The murals that are quietly appearing around downtown Brunswick showcase the resilient spirit of the community, whose strength and hope is inlaid in every brushstroke. The murals illustrate the community’s story.
Community voices have to tell that story.
With that in mind, the organizers of the Brunswick Mural Project set up its first informational booth Friday evening at the First Friday celebration in downtown Brunswick.
The Brunswick Mural project is in its beginning stages still and has set an ambitious goal of completing six murals in Brunswick in six months. The project’s leaders are also working to spread the word about the murals, which have already begun to emerge on building walls downtown.
“We want to tell people what we’re planning and let people know what we’re getting ready to do and build excitement,” said Susan Ryles, executive director of Glynn Visual Arts and leader of the mural project. “We just want to build excitement for this project.”
Two murals have been completed so far. One can be found against the side wall of the Study on Union on Union Street, and the other stands high against a law office on Richmond Street.
At the informational booth at First Friday, photos of the completed murals stood beside the artwork of three local artist who will create the next three murals.
Those artists include Ed Hose, Angie Jensen and Roderrick Davis.
The mural project is part of a much larger plan called the Community of Hope initiative, which is working now to create a community resource center that will be located in the historic Risley buildings in downtown Brunswick.
The community resource center will be adjacent to one of the poorest neighborhoods in the city and will offer multilayered support for local families.
The Community of Hope’s broad goals are being tackled by several subcommittees, including an arts subcommittee that has been tasked with creating arts programming that will be integrated throughout the various resources at the center.
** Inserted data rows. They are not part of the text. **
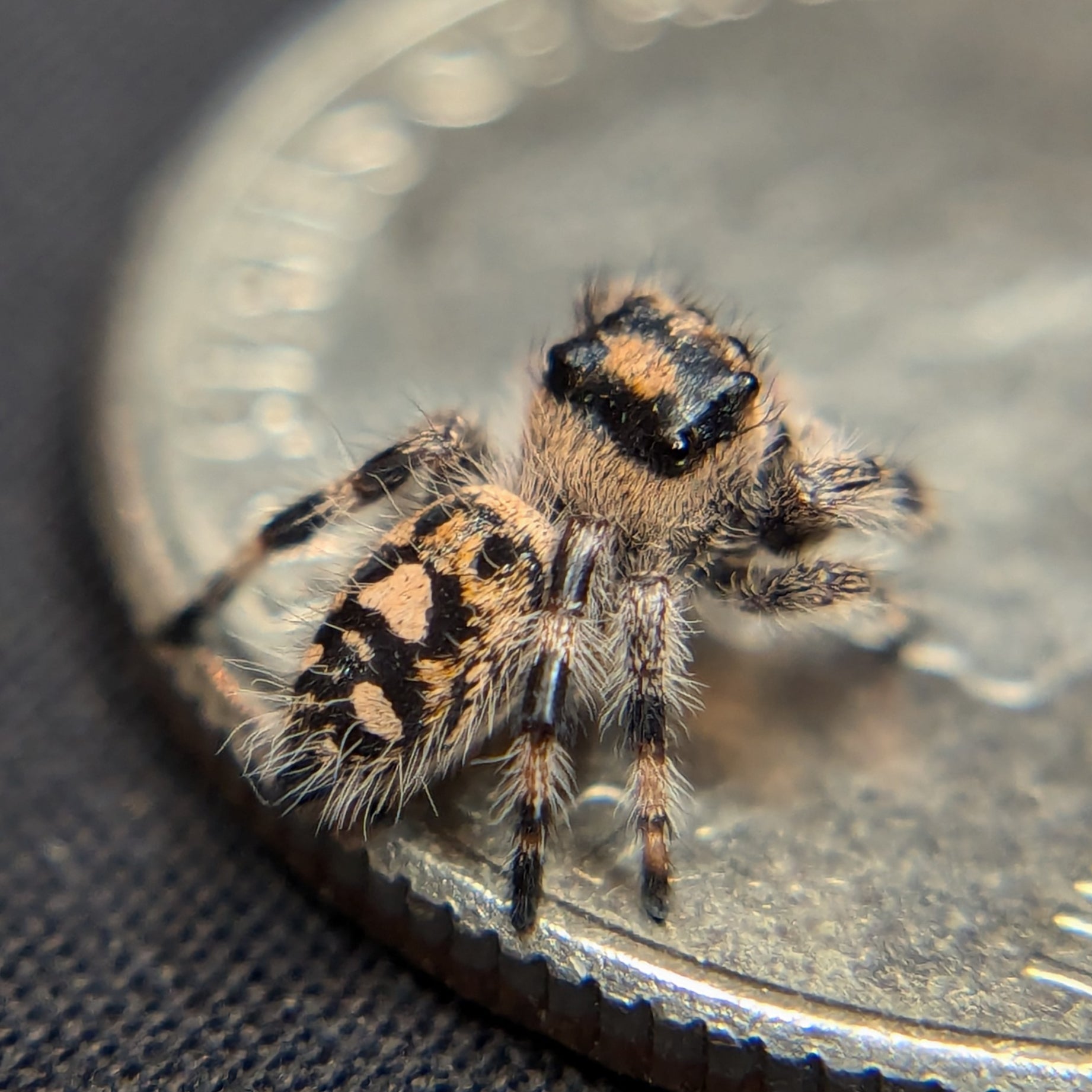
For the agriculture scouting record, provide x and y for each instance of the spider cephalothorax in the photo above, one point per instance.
(534, 595)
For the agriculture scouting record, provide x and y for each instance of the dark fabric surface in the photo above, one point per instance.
(145, 940)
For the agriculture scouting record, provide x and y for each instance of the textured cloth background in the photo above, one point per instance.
(145, 940)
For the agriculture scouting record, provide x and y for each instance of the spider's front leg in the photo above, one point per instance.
(810, 485)
(446, 450)
(649, 696)
(538, 770)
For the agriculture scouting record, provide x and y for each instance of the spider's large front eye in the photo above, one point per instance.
(560, 377)
(679, 450)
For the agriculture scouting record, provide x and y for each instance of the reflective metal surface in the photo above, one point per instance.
(887, 864)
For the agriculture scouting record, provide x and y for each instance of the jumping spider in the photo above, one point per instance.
(553, 590)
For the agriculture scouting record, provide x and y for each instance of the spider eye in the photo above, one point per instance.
(679, 450)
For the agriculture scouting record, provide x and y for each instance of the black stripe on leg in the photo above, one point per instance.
(526, 867)
(297, 522)
(526, 888)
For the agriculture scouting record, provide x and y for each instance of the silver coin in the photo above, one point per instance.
(887, 866)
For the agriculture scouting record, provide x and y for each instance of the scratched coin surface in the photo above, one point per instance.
(887, 866)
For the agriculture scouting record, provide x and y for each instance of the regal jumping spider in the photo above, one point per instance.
(553, 591)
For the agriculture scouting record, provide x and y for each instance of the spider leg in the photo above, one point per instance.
(538, 771)
(794, 589)
(651, 692)
(810, 485)
(446, 449)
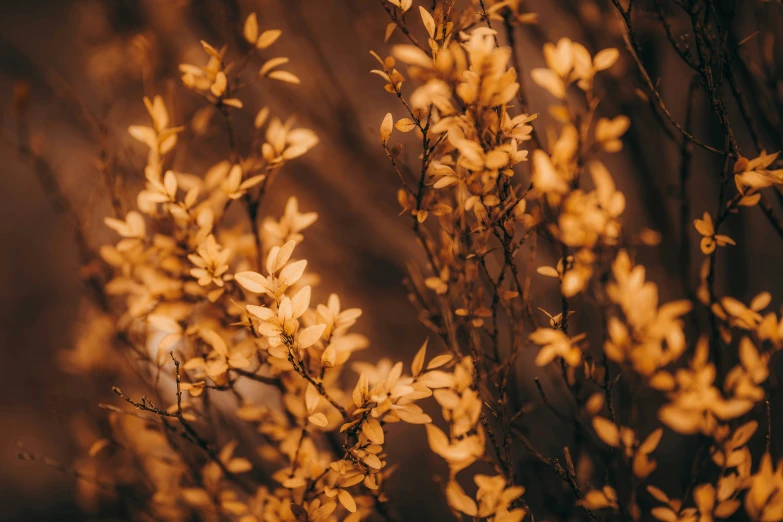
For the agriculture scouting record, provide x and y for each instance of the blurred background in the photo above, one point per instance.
(88, 63)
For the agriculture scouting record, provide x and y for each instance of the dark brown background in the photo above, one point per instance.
(359, 244)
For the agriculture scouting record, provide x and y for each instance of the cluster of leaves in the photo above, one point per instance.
(219, 321)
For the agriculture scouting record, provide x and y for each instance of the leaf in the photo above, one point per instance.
(310, 335)
(361, 390)
(386, 128)
(346, 500)
(373, 430)
(269, 65)
(319, 419)
(292, 273)
(97, 446)
(284, 76)
(251, 28)
(405, 125)
(429, 22)
(439, 361)
(547, 271)
(267, 38)
(437, 379)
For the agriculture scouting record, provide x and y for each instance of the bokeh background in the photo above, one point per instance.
(85, 57)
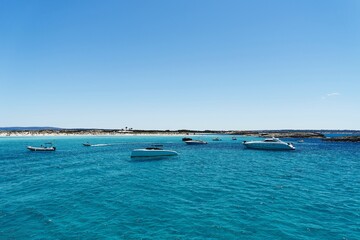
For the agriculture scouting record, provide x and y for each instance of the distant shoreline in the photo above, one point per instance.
(117, 132)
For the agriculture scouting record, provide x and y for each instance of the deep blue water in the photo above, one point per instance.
(214, 191)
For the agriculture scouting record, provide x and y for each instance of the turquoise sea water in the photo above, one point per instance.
(214, 191)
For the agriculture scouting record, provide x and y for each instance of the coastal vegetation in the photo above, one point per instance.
(48, 131)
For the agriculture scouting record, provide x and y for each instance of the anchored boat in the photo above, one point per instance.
(47, 148)
(153, 151)
(195, 142)
(269, 144)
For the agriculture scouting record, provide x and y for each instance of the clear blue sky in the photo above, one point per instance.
(180, 64)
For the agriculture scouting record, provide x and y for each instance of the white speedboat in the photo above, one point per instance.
(47, 148)
(195, 142)
(269, 144)
(152, 152)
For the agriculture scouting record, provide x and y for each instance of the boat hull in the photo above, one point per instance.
(195, 142)
(41, 149)
(152, 153)
(269, 146)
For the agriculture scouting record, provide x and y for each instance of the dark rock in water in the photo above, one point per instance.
(344, 139)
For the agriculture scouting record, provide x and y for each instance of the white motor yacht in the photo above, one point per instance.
(47, 148)
(153, 151)
(269, 144)
(195, 142)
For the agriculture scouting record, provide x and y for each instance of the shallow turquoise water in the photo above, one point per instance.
(214, 191)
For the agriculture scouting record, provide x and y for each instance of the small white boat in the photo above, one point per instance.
(195, 142)
(155, 151)
(47, 148)
(269, 144)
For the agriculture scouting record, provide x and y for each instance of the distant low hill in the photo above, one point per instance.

“We’ve been talking to people about the next steps, which would be arts programming,” Ryles said. “So I’m looking around to see where we might find grant money for that, to create programming and sustain the programming with instructors and materials.”
In the meantime, work continues to move forward on the mural project. The arts subcommittee is working to inform not only individual community members but also local stakeholders that can and will be involved, including the city of Brunswick, the Downtown Development Authority, the local historic preservation board and more.
“It’s important to get as many people on board as possible in the community, and (First Friday) is in Brunswick, so it’s a good place to catch a lot of people at the same time,” said Lulu Williamson, who serves on the historic preservation board and volunteered at the information booth during First Friday.
The mural project aims to bring the community together through artwork that reflects various definitions of hope.
After the first six murals have been created by local artists, a second phase of the project will begin and will focus more on wider community involvement in the creations of murals.
“We want to engage the community,” Ryles said. “This is about the community, really, so we hope that the community wants to be involved, in some cases in the design, in some cases in the actual creation of the murals.”